The recent recession brought a lot of financial problems to a lot of individuals, including homeowners who have existing loans to pay. Banks offered many an option for loan modification, to save homeowners at risk of delinquency, or those struggling with changes to income or losing their home equity.
This article gives information to those who are looking to move and get a new mortgage, but already have existing loan modifications:
Explaining Loan Modification
Basically anything that changed what was originally agreed upon in an existing mortgage and that restructured a part of the exisiting loan, most modifications reducing the amount of mortgage payments to be made.
When to Do What
The timing is also crucial when doing a loan modification: ordinary loan guidelines state that from the time of modification, homeowners should have 2 years of payment history on the property where the homeowner wants to apply for a new mortgage on; or 1 year of payment history to finance a new property. However, those who have a history of loan forgiveness or a mortgage write-down are then not eligible anymore for the usual mortgage loan. If the payment was only reduced and not forgiven, and the homeowner has had either the 1 or 2 year rating, then financing should be available regardless of the financial situation of the applicant.

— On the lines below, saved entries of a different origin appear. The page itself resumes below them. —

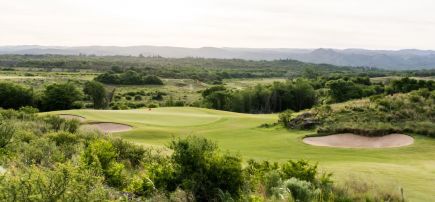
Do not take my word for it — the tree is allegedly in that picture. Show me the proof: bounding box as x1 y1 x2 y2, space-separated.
0 82 33 109
202 86 232 110
83 81 107 109
289 80 317 111
326 79 362 102
42 83 83 111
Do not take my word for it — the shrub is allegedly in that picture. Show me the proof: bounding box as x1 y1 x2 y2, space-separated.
148 103 159 108
43 115 80 133
264 170 283 197
278 109 294 127
0 121 15 148
0 163 110 201
82 139 126 187
18 138 65 166
283 178 315 202
169 136 244 201
134 95 142 101
111 138 146 168
281 160 317 183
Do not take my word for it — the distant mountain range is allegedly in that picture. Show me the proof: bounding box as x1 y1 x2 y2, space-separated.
1 45 435 70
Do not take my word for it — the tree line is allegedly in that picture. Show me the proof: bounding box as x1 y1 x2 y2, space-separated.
202 79 317 113
202 76 435 113
0 81 107 111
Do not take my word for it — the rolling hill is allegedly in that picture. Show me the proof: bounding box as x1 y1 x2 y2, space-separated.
1 45 435 70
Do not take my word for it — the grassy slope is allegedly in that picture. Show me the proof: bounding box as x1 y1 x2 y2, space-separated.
48 107 435 201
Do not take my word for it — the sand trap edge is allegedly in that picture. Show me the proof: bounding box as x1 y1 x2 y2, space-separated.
81 122 133 133
58 114 86 122
302 133 414 148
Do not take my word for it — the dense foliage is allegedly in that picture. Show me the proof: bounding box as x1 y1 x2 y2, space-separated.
95 70 164 85
41 83 83 111
202 77 434 114
281 89 435 137
202 79 317 113
0 82 34 109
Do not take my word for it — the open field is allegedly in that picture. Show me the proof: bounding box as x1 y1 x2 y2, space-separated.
371 76 435 83
48 107 435 201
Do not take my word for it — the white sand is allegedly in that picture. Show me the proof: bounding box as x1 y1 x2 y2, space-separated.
303 133 414 148
82 122 132 133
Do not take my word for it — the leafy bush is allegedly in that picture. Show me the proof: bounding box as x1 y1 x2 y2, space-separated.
111 138 146 168
169 136 244 201
43 115 80 133
82 139 126 187
0 163 110 201
281 160 317 183
284 178 316 202
0 121 15 148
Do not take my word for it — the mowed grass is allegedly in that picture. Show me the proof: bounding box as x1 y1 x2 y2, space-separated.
49 107 435 201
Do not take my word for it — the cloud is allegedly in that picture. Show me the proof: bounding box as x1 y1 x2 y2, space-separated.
0 0 434 49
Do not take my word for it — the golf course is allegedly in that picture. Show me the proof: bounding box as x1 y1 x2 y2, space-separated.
49 107 435 201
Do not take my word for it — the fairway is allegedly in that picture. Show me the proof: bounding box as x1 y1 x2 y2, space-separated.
50 107 435 201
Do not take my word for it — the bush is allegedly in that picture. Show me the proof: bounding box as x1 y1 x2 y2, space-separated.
278 109 294 127
43 115 80 133
281 160 318 183
283 178 315 202
0 121 15 148
82 139 126 187
148 103 159 108
264 170 283 197
169 136 244 201
0 163 110 201
134 95 142 101
111 138 146 168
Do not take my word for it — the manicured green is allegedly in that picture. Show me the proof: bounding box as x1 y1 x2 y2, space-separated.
49 107 435 201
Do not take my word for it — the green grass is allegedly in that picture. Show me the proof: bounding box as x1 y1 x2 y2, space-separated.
46 107 435 201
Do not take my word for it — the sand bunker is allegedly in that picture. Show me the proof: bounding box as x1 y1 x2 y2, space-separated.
58 114 86 122
82 122 132 133
303 133 414 148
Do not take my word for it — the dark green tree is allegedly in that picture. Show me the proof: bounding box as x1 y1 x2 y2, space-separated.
326 79 362 102
0 82 33 109
42 83 83 111
83 81 107 109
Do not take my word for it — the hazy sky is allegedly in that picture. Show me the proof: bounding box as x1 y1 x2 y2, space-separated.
1 0 435 49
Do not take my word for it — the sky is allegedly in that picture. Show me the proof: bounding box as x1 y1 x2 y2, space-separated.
1 0 435 49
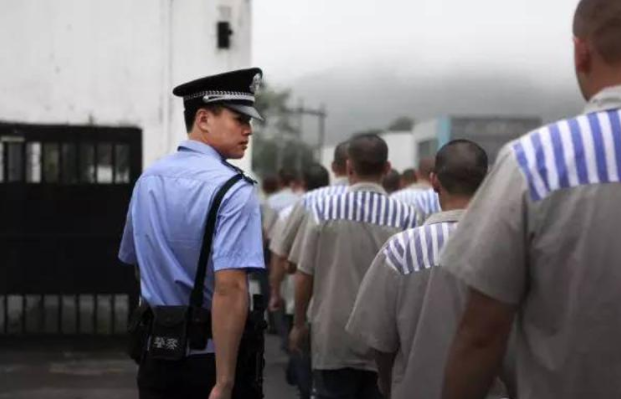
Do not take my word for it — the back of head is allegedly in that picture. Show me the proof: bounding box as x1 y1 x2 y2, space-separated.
401 168 417 186
278 168 298 188
332 140 350 176
417 158 435 182
303 163 330 191
347 134 389 178
382 169 401 194
574 0 621 66
261 175 279 196
435 140 488 197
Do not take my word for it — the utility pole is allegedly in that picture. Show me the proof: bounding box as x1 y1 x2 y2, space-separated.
284 103 328 161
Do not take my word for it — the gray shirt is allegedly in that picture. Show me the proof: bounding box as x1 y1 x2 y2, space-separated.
346 211 466 399
442 86 621 399
297 182 417 371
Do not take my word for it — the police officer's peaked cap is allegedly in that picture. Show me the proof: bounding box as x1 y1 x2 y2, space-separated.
173 67 264 121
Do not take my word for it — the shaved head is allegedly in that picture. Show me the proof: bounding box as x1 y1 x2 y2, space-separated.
332 140 350 175
417 158 435 182
435 140 488 196
574 0 621 65
348 134 389 177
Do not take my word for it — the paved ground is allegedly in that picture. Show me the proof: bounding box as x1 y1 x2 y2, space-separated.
0 335 297 399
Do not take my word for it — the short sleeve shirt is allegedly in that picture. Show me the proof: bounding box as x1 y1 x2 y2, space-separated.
441 86 621 398
270 184 349 258
119 140 265 311
296 182 418 371
346 211 467 399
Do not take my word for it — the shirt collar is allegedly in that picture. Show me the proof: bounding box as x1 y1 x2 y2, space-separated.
332 177 349 186
424 209 464 225
407 182 432 190
347 182 387 195
178 139 223 160
583 85 621 114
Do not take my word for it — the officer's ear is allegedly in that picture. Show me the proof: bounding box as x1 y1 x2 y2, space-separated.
195 108 212 133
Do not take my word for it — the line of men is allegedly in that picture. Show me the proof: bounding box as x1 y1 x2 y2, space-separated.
261 0 621 397
263 134 494 399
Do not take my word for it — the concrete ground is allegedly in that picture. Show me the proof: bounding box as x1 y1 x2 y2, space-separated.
0 335 298 399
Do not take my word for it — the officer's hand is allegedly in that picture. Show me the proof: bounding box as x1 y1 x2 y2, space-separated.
209 382 233 399
268 293 283 312
289 324 309 355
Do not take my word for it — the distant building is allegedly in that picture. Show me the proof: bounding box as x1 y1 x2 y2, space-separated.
412 116 542 164
319 116 542 180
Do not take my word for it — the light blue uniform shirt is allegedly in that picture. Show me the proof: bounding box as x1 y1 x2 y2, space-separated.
118 140 265 311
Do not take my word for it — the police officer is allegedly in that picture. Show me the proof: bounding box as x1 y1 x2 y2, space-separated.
441 0 621 397
119 68 266 399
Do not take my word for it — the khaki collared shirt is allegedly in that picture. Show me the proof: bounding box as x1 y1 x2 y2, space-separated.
346 211 468 399
271 184 349 258
442 86 621 398
297 182 417 371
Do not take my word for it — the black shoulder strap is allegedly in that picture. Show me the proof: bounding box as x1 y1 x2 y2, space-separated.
190 174 245 308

Check the Homeowner’s Credit Report
Banks and other lenders review all applications based on a person’s credit report. Therefore, what was reported on the loan modification also plays a huge role: normally this is reported to be a “restructured” or a “modified mortgage” on the homeowner’s credit report. Should the second be the case, but this was not reflected on the credit report, this is an advantage for the homeowner. In any case, make sure to show a detailed copy of the modifications made on the loan. This is because other lenders define restructured or modified mortgages differently than for example, how Fannie Mae and Freddie Mac would interpret it to be. Therefore, the homeowner has in this case some room for leeway. After a restructuring with a lender, the homeowner has to sign new paperwork with all the terms and conditions of the restructured loan. Should there be no new signing of paperwork required, but a change in the loan took place, it will then still be reported to the credit bureau, but documenting what was modified on the loan is not required and the homeowner also does not have to wait any longer.

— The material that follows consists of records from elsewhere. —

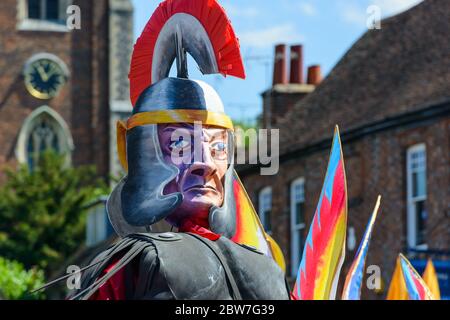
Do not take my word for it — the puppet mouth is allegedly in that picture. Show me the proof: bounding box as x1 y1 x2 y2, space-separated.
185 185 217 192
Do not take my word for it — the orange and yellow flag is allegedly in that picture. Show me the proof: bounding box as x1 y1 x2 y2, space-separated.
422 259 441 300
386 256 408 300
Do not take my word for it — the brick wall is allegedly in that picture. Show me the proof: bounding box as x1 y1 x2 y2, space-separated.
262 87 312 129
240 0 450 297
0 0 110 182
238 116 449 299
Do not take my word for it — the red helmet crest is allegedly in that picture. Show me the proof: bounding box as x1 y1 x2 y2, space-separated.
129 0 246 106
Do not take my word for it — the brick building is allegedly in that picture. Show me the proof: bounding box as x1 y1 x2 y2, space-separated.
237 0 450 298
0 0 133 182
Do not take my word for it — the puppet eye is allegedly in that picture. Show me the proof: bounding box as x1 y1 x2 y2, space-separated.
169 138 190 151
211 142 227 159
212 142 227 151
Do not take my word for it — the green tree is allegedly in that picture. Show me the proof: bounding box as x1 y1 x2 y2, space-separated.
0 257 45 300
0 151 109 275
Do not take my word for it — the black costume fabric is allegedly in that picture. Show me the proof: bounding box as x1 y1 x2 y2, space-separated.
72 233 290 300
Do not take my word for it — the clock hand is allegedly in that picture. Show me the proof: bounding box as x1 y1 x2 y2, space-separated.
37 65 49 82
46 65 61 81
46 69 58 80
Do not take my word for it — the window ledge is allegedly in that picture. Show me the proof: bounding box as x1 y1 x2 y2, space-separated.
406 244 429 259
410 244 429 251
17 19 69 33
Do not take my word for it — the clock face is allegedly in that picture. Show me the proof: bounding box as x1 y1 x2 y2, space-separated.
24 58 67 99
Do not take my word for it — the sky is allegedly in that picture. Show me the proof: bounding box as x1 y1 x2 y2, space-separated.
131 0 423 122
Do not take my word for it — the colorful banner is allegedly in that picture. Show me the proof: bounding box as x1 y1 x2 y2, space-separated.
292 127 347 300
386 256 408 300
422 258 441 300
342 196 381 300
231 172 286 273
399 254 434 300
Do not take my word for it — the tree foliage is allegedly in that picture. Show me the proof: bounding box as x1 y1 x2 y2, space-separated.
0 257 45 300
0 151 109 275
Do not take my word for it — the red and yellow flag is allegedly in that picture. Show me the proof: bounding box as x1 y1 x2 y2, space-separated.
231 172 286 273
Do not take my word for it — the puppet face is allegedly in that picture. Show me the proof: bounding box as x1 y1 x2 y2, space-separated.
158 123 229 227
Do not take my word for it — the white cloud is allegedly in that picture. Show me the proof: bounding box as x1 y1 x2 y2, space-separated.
341 4 367 26
238 24 304 48
298 2 317 16
370 0 423 17
221 2 259 18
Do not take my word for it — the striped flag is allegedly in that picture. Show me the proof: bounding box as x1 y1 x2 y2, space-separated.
292 126 347 300
342 196 381 300
399 254 434 300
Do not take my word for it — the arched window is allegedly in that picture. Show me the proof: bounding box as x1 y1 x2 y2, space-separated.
16 106 74 169
258 186 272 234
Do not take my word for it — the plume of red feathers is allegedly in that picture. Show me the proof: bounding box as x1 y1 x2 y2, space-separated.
129 0 246 106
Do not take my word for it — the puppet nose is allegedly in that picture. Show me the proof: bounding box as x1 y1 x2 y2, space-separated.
190 160 215 178
191 168 205 176
190 142 216 177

Otherwise, the waiting times should not vary because banks that bundle and sell these loans follow the same guidelines. Bigger banks may need another round of inspections to avoid loans that are high risk.
Homeowners who have been rejected due to existing loan modifications should ask for another opinion. Approach mortgage banks where availing a loan are more feasible, for example those that work closely with Fannie Mae and Freddie Mac.
The hard times should not mean the end of plans to modify existing loans and acquiring new property. By keeping with the monthly payments, many options exist for homeowners who truly deserve the loan modification.